The hardest one to start off with was the stranger critiquing. December of 2013, one of my biggest fears was showing someone my work. Seriously, if someone walks by when I'm writing, I'm super tempted to shut my computer lid or pull up the internet so they don't read it. If they ask about it, I put them off by saying I'll print it out or send it to them. I don't mean to put it off but I don't want them seeing it and finding out I'm really not a good writer but one of the many people who try but don't have what it takes.
I had to get over it.
When I put my book up on Amazon, I braced for the worst. Fortunately, my first draft has been read by a very small amount of people and the negative has been pretty minimal. The last few months of editing, I've been amazed people weren't meaner. It needed help! Big time!
So, have I gotten over my fear? Not really. But it's gotten a lot better. I still don't like people reading my book when I'm sitting there because I still tend to get sweaty palms but I'm volunteering it more by the day. If strangers ask me what I do, I tell them I'm a writer and then I give them a little synopsis about the book I'm working on. It's my dream job and instead of being scared of it, I'm starting to realize if I want it, I need to have courage and go for it. Will I ever be a best selling novelist? Probably not. Will I someday sign on with a reputable publisher to put my work into the world? Most likely. If I want it enough and work hard enough, it will happen. Now I just need to get there.
Starting January 1st, I decided this would be the year of conquering several of my fears. Putting together a short mental list, I've started working on almost all of them! I looked around online for critique groups but wasn't really too impressed with what I found. I found a free one but no one was very active on it and the one guy who answered me had my book for two weeks and never said a word or sent me his. Needless to say, I deleted his invitation to view my google doc.
I filled out a form for a group called Inspire Writers. They require a paid membership ($50.00 a year which isn't bad) but I wanted to see what they'd say. I wanted to be a part of a Christian group even though my book isn't really in the Christian genre because I didn't want to be reading a lot of the stuff that's going on outside of a Christian group.
I got an email a few days later. The lady was very nice but clear that YA is a constantly growing genre and their groups are full. She also wanted to know if I had a membership and I said no. I don't mind paying for one but I kind of want to know if it would be beneficial to me first. She said the waiting list was quite long to get into the groups. I thanked her for her time and moved on...until a week later when she sent me another email. One of the ladies had decided to start another YA writing group and Carol (the lady who originally had talked to me) was giving me an opportunity to join! Not only that but she said I could do it for three months free to see if it suited me! No brainer.
Now to what I'm going to be working on. I've settled on my King Arthur retelling. For anyone who knows me or read the beginning of this blog, retellings are where I started. The King Arthur story has be retold countless times with so many different angles but I have yet to read one I liked. The elements of my story sound similar to a few I've read but I'm going for a plot line I've never seen before. This is the initial synopsis I'm sending to my critique group.

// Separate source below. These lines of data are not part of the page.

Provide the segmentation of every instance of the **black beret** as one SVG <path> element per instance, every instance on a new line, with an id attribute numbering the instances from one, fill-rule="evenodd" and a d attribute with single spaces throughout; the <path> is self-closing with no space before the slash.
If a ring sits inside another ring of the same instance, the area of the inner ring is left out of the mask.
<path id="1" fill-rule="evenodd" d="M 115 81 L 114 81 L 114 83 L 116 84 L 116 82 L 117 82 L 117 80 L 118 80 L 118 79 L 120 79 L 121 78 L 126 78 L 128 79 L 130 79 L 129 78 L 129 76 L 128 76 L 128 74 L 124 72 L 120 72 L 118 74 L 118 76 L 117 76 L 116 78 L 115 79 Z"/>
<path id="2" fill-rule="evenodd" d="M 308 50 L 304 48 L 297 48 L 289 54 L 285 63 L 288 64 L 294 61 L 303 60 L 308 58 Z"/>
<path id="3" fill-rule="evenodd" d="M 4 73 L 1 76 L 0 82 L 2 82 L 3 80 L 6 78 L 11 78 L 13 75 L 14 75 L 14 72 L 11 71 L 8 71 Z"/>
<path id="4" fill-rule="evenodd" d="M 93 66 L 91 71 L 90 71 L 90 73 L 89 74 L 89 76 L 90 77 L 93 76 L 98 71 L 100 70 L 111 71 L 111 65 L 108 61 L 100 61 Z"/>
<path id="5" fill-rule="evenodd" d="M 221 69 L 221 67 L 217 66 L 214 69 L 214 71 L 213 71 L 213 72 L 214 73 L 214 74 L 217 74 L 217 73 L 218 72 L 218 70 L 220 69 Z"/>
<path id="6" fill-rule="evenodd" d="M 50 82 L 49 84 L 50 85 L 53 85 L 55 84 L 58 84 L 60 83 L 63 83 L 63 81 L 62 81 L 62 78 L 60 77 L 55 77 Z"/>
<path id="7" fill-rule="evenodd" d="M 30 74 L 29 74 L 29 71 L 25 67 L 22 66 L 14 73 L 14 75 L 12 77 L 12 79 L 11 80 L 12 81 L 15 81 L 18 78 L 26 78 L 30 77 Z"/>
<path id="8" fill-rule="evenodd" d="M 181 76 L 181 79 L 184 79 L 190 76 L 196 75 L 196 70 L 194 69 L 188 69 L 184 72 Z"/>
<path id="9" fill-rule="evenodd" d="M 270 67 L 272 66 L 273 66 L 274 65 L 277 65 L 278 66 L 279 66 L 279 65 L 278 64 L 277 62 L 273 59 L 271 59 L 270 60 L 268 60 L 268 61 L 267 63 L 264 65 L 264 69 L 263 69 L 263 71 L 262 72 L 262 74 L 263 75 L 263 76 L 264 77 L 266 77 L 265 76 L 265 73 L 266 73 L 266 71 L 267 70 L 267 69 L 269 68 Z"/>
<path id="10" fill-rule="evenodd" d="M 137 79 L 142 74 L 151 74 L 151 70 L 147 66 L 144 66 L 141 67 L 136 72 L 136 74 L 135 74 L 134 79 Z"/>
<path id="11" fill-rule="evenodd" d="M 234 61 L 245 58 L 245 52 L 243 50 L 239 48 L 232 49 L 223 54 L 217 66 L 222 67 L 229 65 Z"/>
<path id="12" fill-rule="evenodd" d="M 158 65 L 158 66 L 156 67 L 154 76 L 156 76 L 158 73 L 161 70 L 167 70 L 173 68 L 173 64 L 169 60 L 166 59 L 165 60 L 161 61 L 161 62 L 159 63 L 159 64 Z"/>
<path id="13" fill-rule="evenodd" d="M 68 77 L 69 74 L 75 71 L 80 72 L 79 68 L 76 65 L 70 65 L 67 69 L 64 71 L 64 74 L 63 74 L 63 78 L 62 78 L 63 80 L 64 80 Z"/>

Eighteen year old Gwen White lives with her abusive mother and new stepfather in a little town which hasn't ever taken notice of her existence. With the loss of her only friend as well as her trusty laptop, life for Gwen has hit an all time low.
When her stepfather sells her out for an experiment, Gwen finds herself in the last place she expected; Camelot. Complete with the knights, the sights, and Prince Arthur, Gwen has to navigate the strange territory in the hopes she'll get back home before the mythical legend takes a deadly turn.
My first chapter is due to be sent out on Sunday (the day after my twentieth birthday!) and I wish it would come already. I'm so nervous about what they'll say. After I get some critiques back, I'll post the chapter along with changes they suggested.